Wilde made his overdressed adventuress - a woman who says of her "detestable" schooldays that her prizes came a little later on in life and were none of them for good conduct - intelligent, witty, malicious, independent and red-headed.

Redheads have always been difficult to classify and, as with most facts, this one becomes bigger and more bumptious in the cinema: there is a gap where assumptions about redheads should be.

Gentlemen prefer blondes, but marry brunettes; that probably says more about gentlemen than it does about women of any hair colour, but it is still a burden of expectation that a redhead need not carry. Yet she isn't ignored: films with titles like The Redhead from Wyoming (with Maureen O'Hara) or The Strawberry Blonde (with Rita Hayworth) are proof that in monochrome Hollywood, her hair colour was considered sufficiently interesting to lure in an audience; and in the Technicolor film industry she still gets a special deal. If the devil has all the best tunes then the hair colour associated with him could justly claim to get many of the best roles.

Unsurprisingly: red is the colour of danger and rebellion. Redheads are often stubborn, fey Celts as the Irish Wilde well knew. And these characteristics tend to be reflected in the on-screen redhead persona, from Katharine Hepburn's uptight but independent-minded aristocrat in The Philadelphia Story to Nicole Kidman's homicidal bitch in To Die For. Hepburn's feisty Philadelphia character, Tracy Lord, gets to weigh up the attractions of goddess status - "Be whatever you want," ex-husband CK Dexter Haven (Cary Grant) tells her, "You're my redhead" - and eventually come down in favour of mortality.

Marilyn Monroe should have been so lucky. But blondes only get to party until they drop from exhaustion without ever being accorded the privilege of choosing their own dancing shoes. Moira Shearer, in The Red Shoes, has both feet and head liberated by their scarlet apparel. Her choices aren't the happiest and her dancing leads to disaster, but she is granted a rare degree of autonomy. Shearer's red shoes are the antithesis of Cinderella's glass slipper; they stand on the side of career as opposed to marriage. She is eventually punished for her presumption, of course, but that doesn't make her actions any less flagrantly radical.
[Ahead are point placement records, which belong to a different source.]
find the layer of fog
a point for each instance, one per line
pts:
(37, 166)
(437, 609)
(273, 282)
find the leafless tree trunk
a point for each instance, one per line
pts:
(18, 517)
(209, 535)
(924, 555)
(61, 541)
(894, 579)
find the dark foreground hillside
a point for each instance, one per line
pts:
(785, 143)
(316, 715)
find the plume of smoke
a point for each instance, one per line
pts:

It was rare for a female character to achieve such freedom without being marked out as hard, or cunning, or - the worst fate of all - unattractive. But red hair can provide a necessary extra dimension, warming cold arrogance or adding a much-needed dash of chilli to the overly sweet (redheads are allowed to be vulnerable without immediately being classified as needy and clingy). Julia Roberts in Pretty Woman is a hard-edged hooker in a blond wig; her humanity - mawkish or otherwise, depending on whether you like sugary comedies - blazes out along with her red hair when the wig comes off.
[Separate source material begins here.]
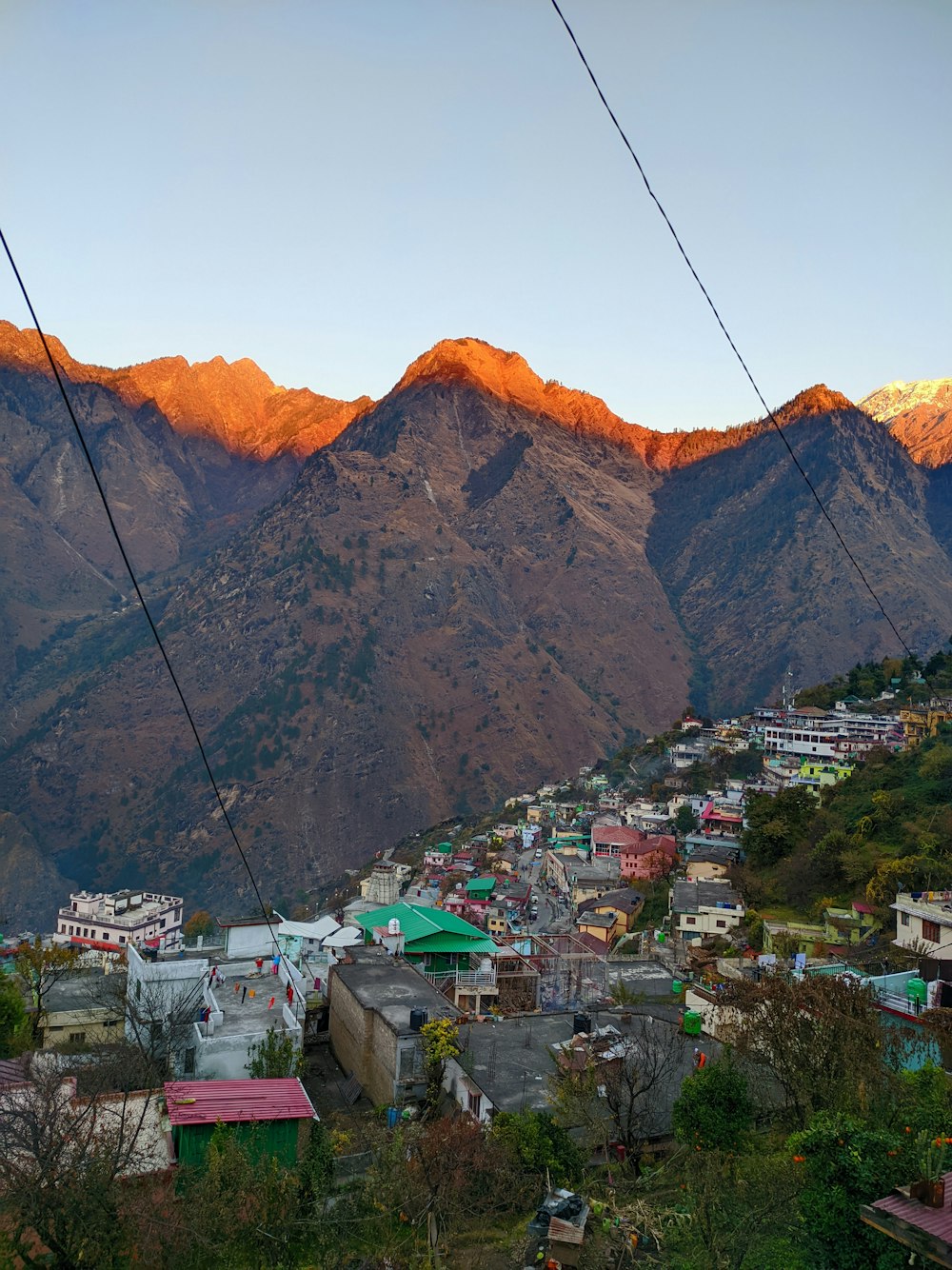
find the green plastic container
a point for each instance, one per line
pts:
(917, 991)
In keeping with the reputation for individuality, red hair is far harder to reproduce than blonde. Peroxide is devalued gold: Rita Hayworth's flame- coloured tresses were so popular that there was outrage when Orson Welles peroxided her for The Lady from Shanghai. Their real-life marriage was breaking up at the time, and his supposedly artistic justification was considered a cover for pure malice. There is a warped justice to the idea of a woman who allows her husband to dictate her appearance so completely, losing her status as a symbol of fiery independence. But what a punishment for a woman who had played the sexy, irresponsible Gilda (tagline: there NEVER was a woman like Gilda!) and had "Put the Blame on Mame" with such memorable abandon, to be degraded to mere blondeness!

In An Ideal Husband, Julianne Moore emanates control: Mrs Cheveley does her own preferring and makes a decided effort to do her own marrying, in sharp contrast to the woodenly perfect Lady Chiltern. Cate Blanchett, last seen as history's most wilful redhead, Elizabeth I, and earlier still charmingly, stubbornly eccentric as the carrot-topped eponymous heiress in Oscar and Lucinda, has reduced herself for this part to a sandy- haired straw in the London wind, dribbling Victorian values every time she opens her prim lips. Like a female Samson, Blanchett's change of hair colour has robbed her of power.
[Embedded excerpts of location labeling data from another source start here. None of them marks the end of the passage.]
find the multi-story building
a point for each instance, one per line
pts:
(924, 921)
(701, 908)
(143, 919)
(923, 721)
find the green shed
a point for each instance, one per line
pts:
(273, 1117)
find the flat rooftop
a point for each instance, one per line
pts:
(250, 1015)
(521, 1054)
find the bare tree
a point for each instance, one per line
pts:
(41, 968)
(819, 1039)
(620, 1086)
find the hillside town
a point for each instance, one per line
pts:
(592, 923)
There's no doubting Julianne Moore's redhead credentials: her part in Robert Altman's Short Cuts, naked from the waist down, has ensured that. She was also the perfectly named Amber Waves in Boogie Nights, and the mistress of mayhem in The Big Lebowski: the only one to keep her head when all about her are losing theirs. Difficult to lose, a head that colour; and difficult to forget too. When the ephemeral charm of Wilde's play or Parker's film has faded, the vision of that banner of dark-red hair, and of the force of personality that generally accompanies it, will remain.